For the cases of over-dispersion, we can generalize the Poisson GLM by allowing a dispersion parameter s² such that:

Var(y_x)=s²E(y_x).

The dispersion parameter can be estimated by:

> (dp <- sum(residuals(modp,type="pearson")^2)/modp$df.res)

[1] 31.74914

We can then adjust the standard errors of b-hat and so forth in the summary as follow:

> summary(modp,dispersion=dp)

Call:

glm(formula = Species ~ ., family = poisson, data = gala)

Deviance Residuals:

Min 1Q Median 3Q Max

-8.2752 -4.4966 -0.9443 1.9168 10.1849

Coefficients:

Estimate Std. Error z value Pr(>|z|)

(Intercept) 3.1548079 0.2915897 10.819 < 2e-16 ***

Area -0.0005799 0.0001480 -3.918 8.95e-05 ***

Elevation 0.0035406 0.0004925 7.189 6.53e-13 ***

Nearest 0.0088256 0.0102621 0.860 0.390

Scruz -0.0057094 0.0035251 -1.620 0.105

Adjacent -0.0006630 0.0001653 -4.012 6.01e-05 ***

---

Signif. codes: 0 '***' 0.001 '**' 0.01 '*' 0.05 '.' 0.1 ' ' 1

(Dispersion parameter for poisson family taken to be 31.74914)

Null deviance: 3510.73 on 29 degrees of freedom

Residual deviance: 716.85 on 24 degrees of freedom

AIC: 889.68

Number of Fisher Scoring iterations: 5

Notice that:

the estimation of the dispersion parameter s² and the regression parameter b are independent, so choosing a dispersion other than one has no effect on the regression parameter estimation (exercise: check whether the two Poisson fits, with and without dispersion parameter, have same estimates of b)
but, the standard errors and z-statistics are changed
exercise: compare this result with the Normal linear model fits.
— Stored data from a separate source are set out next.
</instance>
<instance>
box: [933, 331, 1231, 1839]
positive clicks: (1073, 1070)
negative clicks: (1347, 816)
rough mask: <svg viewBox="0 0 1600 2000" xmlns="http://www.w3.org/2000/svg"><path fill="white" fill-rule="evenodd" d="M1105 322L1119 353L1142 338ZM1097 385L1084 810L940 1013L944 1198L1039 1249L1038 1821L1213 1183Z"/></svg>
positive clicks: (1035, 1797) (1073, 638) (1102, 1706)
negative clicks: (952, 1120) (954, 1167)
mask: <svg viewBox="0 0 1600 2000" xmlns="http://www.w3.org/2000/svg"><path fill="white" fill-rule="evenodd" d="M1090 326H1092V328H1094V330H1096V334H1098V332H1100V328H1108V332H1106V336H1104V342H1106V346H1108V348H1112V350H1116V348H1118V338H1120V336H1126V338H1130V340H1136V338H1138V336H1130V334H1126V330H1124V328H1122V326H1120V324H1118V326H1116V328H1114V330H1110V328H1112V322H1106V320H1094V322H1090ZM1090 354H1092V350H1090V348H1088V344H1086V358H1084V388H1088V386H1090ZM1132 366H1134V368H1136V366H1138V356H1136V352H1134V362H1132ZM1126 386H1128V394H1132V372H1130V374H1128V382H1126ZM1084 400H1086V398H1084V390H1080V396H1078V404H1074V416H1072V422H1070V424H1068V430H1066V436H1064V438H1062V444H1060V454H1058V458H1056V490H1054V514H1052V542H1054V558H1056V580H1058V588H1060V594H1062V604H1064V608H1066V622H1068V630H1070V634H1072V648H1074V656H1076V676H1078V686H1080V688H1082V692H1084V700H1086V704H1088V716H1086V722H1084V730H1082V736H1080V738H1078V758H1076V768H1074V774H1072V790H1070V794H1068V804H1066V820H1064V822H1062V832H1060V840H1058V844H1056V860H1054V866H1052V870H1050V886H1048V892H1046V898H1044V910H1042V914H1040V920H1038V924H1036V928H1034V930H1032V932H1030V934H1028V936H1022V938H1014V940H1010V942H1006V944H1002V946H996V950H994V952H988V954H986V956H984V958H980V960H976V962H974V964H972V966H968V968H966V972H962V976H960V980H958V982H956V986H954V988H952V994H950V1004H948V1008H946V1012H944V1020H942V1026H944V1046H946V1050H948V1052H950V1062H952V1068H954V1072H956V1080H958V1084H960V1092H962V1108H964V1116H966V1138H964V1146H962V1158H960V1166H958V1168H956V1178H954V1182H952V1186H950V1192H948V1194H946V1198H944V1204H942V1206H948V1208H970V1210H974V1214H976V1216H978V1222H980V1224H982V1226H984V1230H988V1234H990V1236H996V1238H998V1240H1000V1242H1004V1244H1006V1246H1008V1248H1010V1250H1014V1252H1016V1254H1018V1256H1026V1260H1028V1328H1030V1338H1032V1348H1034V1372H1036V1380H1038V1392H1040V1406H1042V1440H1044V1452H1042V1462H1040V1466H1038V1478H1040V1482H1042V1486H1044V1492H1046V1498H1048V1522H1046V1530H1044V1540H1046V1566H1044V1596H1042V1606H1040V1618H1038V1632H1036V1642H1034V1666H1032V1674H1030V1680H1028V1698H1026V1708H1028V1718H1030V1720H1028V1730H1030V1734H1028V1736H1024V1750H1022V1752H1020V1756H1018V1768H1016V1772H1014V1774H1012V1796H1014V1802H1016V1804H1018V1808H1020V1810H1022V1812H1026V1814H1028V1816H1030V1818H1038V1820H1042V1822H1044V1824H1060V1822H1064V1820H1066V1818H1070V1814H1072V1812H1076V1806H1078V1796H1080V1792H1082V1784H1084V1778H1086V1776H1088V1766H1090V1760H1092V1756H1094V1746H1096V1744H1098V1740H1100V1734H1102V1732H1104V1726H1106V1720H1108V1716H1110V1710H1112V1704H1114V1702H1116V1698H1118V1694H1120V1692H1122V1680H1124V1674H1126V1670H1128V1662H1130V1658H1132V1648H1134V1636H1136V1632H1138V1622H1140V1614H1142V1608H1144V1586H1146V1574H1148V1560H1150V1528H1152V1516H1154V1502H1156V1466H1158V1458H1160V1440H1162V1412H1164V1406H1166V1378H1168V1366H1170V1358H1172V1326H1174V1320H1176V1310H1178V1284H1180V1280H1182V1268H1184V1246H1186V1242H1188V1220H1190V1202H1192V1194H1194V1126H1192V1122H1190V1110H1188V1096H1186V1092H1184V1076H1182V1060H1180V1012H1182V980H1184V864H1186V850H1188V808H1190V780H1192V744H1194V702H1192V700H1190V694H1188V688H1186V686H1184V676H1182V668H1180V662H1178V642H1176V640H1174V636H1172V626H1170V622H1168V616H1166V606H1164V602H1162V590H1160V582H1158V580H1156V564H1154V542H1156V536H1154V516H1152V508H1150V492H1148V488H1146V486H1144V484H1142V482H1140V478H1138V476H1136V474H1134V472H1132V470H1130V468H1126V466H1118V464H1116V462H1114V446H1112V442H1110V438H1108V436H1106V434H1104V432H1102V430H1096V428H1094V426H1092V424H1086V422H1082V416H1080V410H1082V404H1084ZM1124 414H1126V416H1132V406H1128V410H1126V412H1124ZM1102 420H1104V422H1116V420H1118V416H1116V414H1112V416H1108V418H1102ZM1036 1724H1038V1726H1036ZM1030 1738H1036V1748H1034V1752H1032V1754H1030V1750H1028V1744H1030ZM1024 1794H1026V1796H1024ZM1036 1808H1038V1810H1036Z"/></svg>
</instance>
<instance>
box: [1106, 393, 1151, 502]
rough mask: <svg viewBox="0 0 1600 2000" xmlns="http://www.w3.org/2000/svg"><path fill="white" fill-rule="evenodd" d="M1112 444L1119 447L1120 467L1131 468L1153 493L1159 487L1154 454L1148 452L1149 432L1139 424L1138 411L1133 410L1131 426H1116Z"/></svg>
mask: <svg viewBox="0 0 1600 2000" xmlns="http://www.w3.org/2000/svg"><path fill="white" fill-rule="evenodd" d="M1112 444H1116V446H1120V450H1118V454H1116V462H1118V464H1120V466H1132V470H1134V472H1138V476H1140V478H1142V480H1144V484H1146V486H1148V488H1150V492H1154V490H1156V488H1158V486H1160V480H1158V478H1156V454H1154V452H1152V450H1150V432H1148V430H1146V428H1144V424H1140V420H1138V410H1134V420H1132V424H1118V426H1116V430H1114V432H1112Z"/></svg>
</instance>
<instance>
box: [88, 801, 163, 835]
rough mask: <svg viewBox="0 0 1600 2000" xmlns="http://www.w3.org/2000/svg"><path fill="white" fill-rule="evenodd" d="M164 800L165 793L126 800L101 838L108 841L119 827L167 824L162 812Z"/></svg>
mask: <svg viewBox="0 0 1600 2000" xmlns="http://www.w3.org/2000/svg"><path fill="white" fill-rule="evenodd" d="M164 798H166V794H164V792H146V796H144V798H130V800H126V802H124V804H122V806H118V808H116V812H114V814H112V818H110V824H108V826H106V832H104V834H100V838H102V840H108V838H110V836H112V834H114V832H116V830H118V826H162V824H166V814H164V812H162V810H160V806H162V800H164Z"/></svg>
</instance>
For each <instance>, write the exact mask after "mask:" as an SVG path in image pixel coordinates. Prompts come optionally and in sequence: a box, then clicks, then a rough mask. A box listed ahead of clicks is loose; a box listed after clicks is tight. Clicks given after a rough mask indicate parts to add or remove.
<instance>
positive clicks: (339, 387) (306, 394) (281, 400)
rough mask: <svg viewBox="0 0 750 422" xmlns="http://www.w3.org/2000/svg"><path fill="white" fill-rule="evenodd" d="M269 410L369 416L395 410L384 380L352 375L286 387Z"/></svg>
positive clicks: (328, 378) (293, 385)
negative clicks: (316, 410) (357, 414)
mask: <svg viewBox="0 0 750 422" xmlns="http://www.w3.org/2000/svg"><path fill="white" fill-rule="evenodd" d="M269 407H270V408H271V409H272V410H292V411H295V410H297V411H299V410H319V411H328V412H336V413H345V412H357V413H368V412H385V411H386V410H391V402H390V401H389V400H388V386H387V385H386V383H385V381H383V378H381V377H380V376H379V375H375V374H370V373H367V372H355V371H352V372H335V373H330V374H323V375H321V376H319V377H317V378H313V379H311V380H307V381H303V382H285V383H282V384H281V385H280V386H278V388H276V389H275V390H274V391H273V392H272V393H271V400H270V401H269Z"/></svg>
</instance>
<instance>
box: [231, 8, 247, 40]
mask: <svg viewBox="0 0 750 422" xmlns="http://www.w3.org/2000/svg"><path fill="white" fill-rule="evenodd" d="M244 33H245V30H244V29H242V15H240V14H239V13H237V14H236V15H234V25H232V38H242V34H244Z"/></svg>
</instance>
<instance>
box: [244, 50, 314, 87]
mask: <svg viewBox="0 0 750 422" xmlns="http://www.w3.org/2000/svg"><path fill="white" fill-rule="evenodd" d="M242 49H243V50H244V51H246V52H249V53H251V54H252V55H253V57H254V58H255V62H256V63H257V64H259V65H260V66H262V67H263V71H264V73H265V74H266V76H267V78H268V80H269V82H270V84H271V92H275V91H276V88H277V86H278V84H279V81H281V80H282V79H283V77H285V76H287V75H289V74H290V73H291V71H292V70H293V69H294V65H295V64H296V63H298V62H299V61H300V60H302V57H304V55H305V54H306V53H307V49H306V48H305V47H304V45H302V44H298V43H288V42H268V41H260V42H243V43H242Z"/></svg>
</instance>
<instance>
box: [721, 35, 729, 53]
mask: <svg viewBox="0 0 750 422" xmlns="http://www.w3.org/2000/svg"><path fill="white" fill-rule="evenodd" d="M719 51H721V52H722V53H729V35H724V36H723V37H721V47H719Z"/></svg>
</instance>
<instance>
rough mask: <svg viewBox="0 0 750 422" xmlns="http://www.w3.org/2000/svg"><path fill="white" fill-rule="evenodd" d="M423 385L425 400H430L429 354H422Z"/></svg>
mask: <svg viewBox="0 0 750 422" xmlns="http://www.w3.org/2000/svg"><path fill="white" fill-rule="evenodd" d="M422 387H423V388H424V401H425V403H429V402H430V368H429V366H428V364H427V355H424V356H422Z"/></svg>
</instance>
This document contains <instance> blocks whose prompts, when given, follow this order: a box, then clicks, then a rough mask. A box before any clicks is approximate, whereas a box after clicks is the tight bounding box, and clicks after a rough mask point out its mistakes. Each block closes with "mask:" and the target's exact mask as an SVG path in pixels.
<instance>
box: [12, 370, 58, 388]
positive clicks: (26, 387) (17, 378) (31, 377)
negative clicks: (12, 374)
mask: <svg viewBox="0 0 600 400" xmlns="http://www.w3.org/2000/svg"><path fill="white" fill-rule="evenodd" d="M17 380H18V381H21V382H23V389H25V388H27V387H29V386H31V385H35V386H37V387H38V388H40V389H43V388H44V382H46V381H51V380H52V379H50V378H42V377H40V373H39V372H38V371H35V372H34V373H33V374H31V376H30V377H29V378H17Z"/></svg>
Examine what information in the results are similar, what are different. (Notice that Nearest and Scruz become insignificant in the Poisson fit with dispersion parameter, which is consistent with what we observed in the Normal fits.)

To compare two nested models, we now need to use F-test, rather than chi-square test:

> drop1(modp,test="F")

Single term deletions

Model:

Species ~ Area + Elevation + Nearest + Scruz + Adjacent

Df Deviance AIC F value Pr(F)

<none> 716.85 889.68

Area 1 1204.35 1375.18 16.3217 0.0004762 ***

Elevation 1 2389.57 2560.40 56.0028 1.007e-07 ***

Nearest 1 739.41 910.24 0.7555 0.3933572

Scruz 1 813.62 984.45 3.2400 0.0844448 .

Adjacent 1 1341.45 1512.29 20.9119 0.0001230 ***

---

Signif. codes: 0 '***' 0.001 '**' 0.01 '*' 0.05 '.' 0.1 ' ' 1

Warning message:

F test assumes 'quasipoisson' family in: drop1.glm(modp, test = "F")

The F-test is more reliable than the z-statistics although it makes little difference for this data.